Gerald Koll

Das fünfzigste Jahr (45/46/47/48)

31. Juli 2015, ein Freitag

Jetzt, am Abend, lässt die Wirkung jener Tröpfchen nach, die mir auf der Zunge zergingen unter der heiligen Pipette von Frau H. und mich mit der Welt vereinten. Vielleicht diente auch Noah Baumbachs Gefühlt Mitte Zwanzig als Ausnüchterungszelle. Da lässt sich ein Paar von Mitte Vierzig auf ein junges Hipster-Paar ein und sieht sehr schnell sehr alt aus. Allerdings wirkt Er (Ben Stiller) vergleichsweise deutlich vitaler als ich: ein zwar gescheiterter Dokumentarfilmer, aber einer mit Ambitionen; ein zwar törichter Partner, aber einer mit Ehefrau (und zwar Naomi Watts); ein zwar verworrener Wohner, aber immerhin mit cooler Wohnung etc.

1. August, ein Sonnabend

Die Beschäftigung mit Vatis Familienchronik ist ein ewiges Stolpern.

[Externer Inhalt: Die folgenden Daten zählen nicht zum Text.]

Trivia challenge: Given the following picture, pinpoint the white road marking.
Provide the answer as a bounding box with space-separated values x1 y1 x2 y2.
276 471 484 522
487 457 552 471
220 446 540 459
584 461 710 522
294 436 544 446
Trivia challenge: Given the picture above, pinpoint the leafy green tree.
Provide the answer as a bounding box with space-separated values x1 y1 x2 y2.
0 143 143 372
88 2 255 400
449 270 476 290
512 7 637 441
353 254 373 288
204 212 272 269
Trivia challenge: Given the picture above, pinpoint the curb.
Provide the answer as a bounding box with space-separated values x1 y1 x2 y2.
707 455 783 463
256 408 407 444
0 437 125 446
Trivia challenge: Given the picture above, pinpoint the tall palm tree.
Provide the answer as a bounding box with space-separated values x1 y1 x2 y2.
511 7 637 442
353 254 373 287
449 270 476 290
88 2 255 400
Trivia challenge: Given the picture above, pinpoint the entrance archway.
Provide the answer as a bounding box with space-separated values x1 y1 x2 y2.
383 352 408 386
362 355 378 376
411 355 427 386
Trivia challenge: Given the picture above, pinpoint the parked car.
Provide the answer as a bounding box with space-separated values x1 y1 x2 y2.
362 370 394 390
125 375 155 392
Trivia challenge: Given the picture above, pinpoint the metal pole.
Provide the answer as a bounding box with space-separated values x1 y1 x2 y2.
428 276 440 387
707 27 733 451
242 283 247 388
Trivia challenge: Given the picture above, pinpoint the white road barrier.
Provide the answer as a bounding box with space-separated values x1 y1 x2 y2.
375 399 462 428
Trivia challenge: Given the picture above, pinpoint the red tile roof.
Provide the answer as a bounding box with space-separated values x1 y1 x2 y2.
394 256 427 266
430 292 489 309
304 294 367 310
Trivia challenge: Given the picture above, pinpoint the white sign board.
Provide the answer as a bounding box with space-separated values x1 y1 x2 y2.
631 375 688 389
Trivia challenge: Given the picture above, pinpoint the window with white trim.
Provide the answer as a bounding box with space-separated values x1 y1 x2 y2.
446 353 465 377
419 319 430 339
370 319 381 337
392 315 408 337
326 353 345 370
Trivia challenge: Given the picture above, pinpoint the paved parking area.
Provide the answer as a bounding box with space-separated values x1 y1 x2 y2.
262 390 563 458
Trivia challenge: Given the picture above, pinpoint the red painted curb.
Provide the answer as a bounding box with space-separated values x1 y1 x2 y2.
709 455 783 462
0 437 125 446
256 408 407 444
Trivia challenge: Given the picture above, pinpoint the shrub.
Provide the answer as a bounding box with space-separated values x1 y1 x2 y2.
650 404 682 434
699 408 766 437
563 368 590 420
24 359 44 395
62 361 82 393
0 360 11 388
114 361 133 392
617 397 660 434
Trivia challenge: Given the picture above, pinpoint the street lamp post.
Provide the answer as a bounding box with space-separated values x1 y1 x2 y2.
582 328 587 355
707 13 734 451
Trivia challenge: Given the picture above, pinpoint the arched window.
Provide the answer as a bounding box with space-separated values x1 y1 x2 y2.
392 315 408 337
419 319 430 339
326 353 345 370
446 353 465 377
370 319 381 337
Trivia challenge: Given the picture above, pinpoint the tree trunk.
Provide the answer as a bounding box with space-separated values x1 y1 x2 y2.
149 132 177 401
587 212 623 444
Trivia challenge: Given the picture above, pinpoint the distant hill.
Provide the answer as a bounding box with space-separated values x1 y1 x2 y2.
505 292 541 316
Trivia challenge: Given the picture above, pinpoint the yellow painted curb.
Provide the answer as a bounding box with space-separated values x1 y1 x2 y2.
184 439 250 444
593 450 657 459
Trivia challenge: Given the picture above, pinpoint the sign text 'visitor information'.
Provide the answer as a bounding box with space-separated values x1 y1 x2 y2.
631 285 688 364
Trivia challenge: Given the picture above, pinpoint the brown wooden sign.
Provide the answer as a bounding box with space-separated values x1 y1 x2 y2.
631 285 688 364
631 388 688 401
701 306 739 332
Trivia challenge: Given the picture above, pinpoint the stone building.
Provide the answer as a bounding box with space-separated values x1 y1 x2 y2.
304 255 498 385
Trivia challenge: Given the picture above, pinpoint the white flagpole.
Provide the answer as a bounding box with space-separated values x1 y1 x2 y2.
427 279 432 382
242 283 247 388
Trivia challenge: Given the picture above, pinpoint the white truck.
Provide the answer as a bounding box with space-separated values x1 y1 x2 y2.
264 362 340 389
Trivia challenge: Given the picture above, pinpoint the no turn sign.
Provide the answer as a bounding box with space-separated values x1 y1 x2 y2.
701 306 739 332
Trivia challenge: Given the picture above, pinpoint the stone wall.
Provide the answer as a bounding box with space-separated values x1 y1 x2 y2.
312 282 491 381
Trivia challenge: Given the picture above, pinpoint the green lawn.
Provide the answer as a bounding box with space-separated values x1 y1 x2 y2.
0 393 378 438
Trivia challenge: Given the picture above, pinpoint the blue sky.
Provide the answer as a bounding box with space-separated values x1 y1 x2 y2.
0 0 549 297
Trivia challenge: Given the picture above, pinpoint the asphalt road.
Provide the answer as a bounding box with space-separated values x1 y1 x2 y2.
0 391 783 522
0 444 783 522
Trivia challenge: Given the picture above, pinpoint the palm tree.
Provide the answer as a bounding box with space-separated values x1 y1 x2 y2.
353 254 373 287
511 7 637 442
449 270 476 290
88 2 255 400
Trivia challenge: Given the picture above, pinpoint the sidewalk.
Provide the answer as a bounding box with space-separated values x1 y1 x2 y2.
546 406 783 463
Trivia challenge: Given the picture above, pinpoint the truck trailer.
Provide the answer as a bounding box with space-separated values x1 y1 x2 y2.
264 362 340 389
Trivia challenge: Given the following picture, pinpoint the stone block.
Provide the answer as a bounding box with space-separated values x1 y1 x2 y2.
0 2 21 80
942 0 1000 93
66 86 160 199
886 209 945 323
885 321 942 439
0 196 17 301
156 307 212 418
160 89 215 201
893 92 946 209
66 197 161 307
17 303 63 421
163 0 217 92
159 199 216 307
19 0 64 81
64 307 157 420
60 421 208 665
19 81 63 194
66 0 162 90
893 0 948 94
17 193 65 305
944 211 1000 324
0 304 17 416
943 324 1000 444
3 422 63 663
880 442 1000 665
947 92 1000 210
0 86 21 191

Mal überliest er meine Anmerkungen, dann missversteht er sie, dann misslingt das Versenden – ein ewiges Nachsetzen, Nachholen, Würgen, obwohl es im Grunde mein Wunsch ist, Vati im Produktivdasein zu begleiten. Wir schauen einander in die unendlich aufgefächerten Spiegel unserer Renitenzen und Erwartungen. Wenn er am Telefon fragt, was ich heute denn so machen würde, fühle ich mich sofort wie im Kreuzverhör.

2. August, ein Sonntag

Heute morgen sitzt beim Bäcker, wie jeden Morgen, der geistig etwas zurückgebliebene Mann mit dem vergreisten Kindsgesicht und plappert im Selbstgespräch. Es sind Wallungen. Mal kleinere und größere Blasen, die aus dem Morast unhörbaren Selbstgesprächs an die Oberfläche steigen. Er ist die Kehrseite all jener Leute, die über unsichtbare Anstecker telefonieren und anmuten wie Gestörte im Selbstgespräch. Im Gegensatz zu ihnen wirkt der Mann beim Bäcker wie jemand, der telefoniert. Aber eigentlich macht er das ja auch in seinen im Kreisverkehr verlaufenden Ich-Dialogen.

3. August, ein Montag

Täglich spüre ich das rechte Knie und weiß doch, dass es noch einen Monat durchhalten muss. Ich bin ziemlich sicher, dass dort eine Art Splint lose ist, der im besten Fall verleimt werden müsste.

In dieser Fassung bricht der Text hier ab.